Il gruppo sostiene di essersi finto per mesi personale delle autorità italiane, inviando a Revolut richieste di informazioni riguardanti alcuni clienti della fintech britannica. Tra i dati domandati ci sarebbero indirizzi, numeri di telefono e cronologie delle transazioni. A rendere apparentemente credibili le comunicazioni sarebbe stata una Pec istituzionale compromessa, riconducibile alla Prefettura di Reggio Calabria.

Il caso, però, non riguarderebbe un’intrusione nei sistemi di Revolut. La banca digitale non sarebbe stata direttamente violata dagli hacker. I dati sarebbero stati invece consegnati dalla società in risposta a richieste che apparivano provenire legittimamente dalle autorità italiane. Secondo la ricostruzione emersa finora, i criminali informatici avrebbero utilizzato la casella certificata compromessa per scrivere a nome della polizia postale. Proprio la provenienza da una Pec istituzionale avrebbe consentito alle comunicazioni di superare i primi controlli di autenticazione e di essere trattate da Revolut come normali richieste dell’autorità pubblica.

In una prima fase la società non avrebbe quindi avuto motivi per dubitare dell’autenticità dei messaggi e avrebbe trasmesso le informazioni richieste. Le comunicazioni sarebbero poi proseguite nel tempo, fino a quando Revolut avrebbe deciso di effettuare verifiche ulteriori rivolgendosi direttamente alle istituzioni italiane. A quel punto sarebbe emerso che le richieste non provenivano dagli uffici che figuravano come mittenti.

Secondo quanto affermato dal gruppo hacker, il primo contatto con Revolut risalirebbe a “un paio di mesi fa”. Una connessione stabilita “fingendosi un ente delle forze dell’ordine” dall’Italia. “Revolut ha collaborato come un ‘bravo ragazzo’”, la versione del gruppo, che ha successivamente inoltrato alcuni screenshot al Financial Times, comprese le immagini di alcune mail scambiate con la fintech britannica.

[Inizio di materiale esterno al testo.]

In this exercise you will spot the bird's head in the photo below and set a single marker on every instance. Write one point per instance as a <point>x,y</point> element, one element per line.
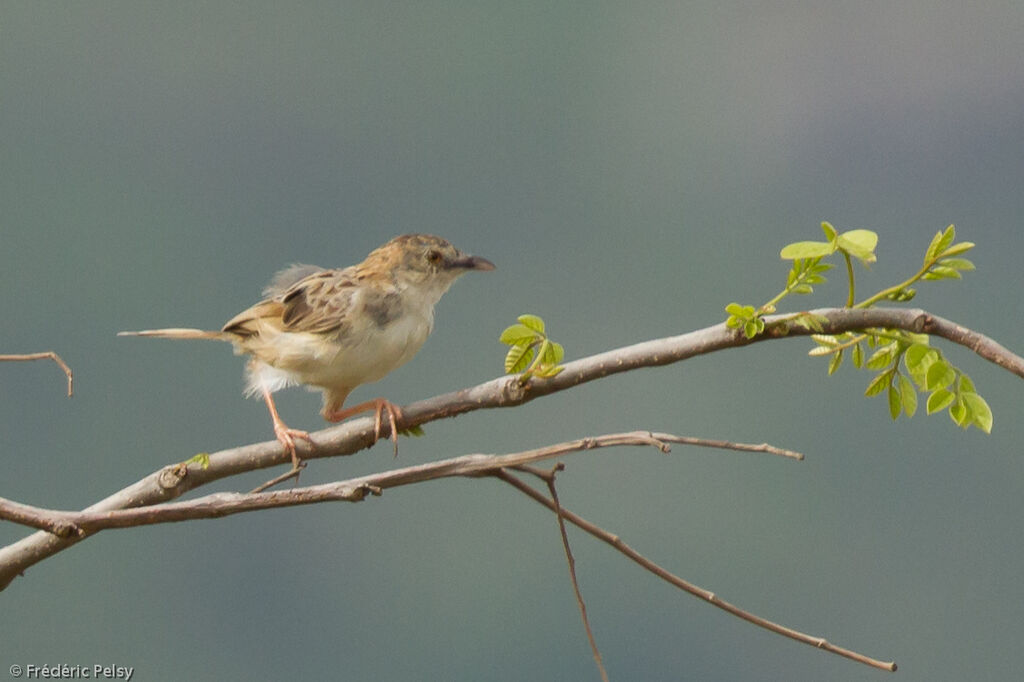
<point>425,261</point>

Sulla vicenda è stata aperta un’inchiesta dalla Procura della Repubblica di Reggio Calabria. Il reato ipotizzato è quello previsto dall’articolo 615-ter, comma 3, del codice penale, relativo all’accesso abusivo a un sistema informatico di pubblico interesse. Sul caso si è attivata anche la Direzione nazionale antimafia e antiterrorismo. La Dna interviene infatti quando la violazione riguarda un ente governativo. La prima informativa della Polizia postale, secondo quanto si apprende, descrive un’azione particolarmente sofisticata.

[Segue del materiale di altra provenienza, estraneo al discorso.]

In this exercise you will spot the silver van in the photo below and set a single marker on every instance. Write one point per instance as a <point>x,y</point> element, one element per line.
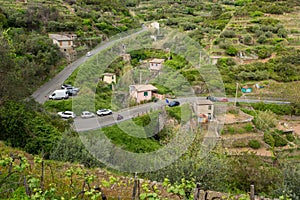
<point>59,94</point>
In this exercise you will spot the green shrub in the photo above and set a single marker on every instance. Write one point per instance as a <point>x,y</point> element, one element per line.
<point>239,144</point>
<point>290,137</point>
<point>231,130</point>
<point>248,127</point>
<point>232,51</point>
<point>254,144</point>
<point>228,34</point>
<point>268,139</point>
<point>264,120</point>
<point>256,14</point>
<point>280,141</point>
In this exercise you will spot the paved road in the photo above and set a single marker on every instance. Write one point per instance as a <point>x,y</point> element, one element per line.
<point>129,113</point>
<point>41,94</point>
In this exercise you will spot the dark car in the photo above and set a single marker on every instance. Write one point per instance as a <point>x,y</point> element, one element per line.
<point>223,100</point>
<point>173,103</point>
<point>211,98</point>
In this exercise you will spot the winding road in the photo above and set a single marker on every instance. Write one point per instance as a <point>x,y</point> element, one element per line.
<point>41,95</point>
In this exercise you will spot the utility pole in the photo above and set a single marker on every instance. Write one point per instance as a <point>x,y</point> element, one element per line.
<point>237,85</point>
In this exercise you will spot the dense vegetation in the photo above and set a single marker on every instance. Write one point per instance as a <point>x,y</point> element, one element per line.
<point>228,28</point>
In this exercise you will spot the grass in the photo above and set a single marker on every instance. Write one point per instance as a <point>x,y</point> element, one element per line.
<point>128,142</point>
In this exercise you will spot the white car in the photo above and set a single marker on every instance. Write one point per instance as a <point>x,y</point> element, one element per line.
<point>87,114</point>
<point>67,114</point>
<point>103,112</point>
<point>88,54</point>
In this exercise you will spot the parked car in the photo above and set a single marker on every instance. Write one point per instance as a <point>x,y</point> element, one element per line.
<point>68,87</point>
<point>174,103</point>
<point>103,112</point>
<point>67,114</point>
<point>87,114</point>
<point>223,100</point>
<point>211,98</point>
<point>59,94</point>
<point>64,86</point>
<point>72,91</point>
<point>120,117</point>
<point>88,54</point>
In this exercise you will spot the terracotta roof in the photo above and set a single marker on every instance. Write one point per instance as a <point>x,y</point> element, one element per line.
<point>205,102</point>
<point>157,60</point>
<point>59,37</point>
<point>141,88</point>
<point>108,74</point>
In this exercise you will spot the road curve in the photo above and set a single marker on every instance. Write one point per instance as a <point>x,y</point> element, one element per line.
<point>42,93</point>
<point>81,124</point>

Restano diversi aspetti da ricostruire: dall’origine della compromissione alla durata dell’accesso ai sistemi, fino alla quantità effettiva delle informazioni ottenute. Anche le cifre indicate dal gruppo — dai quasi 700 clienti Revolut ai 147 gigabyte di presunti dati delle forze dell’ordine — restano al momento parte della rivendicazione degli stessi hacker e sono oggetto di verifica.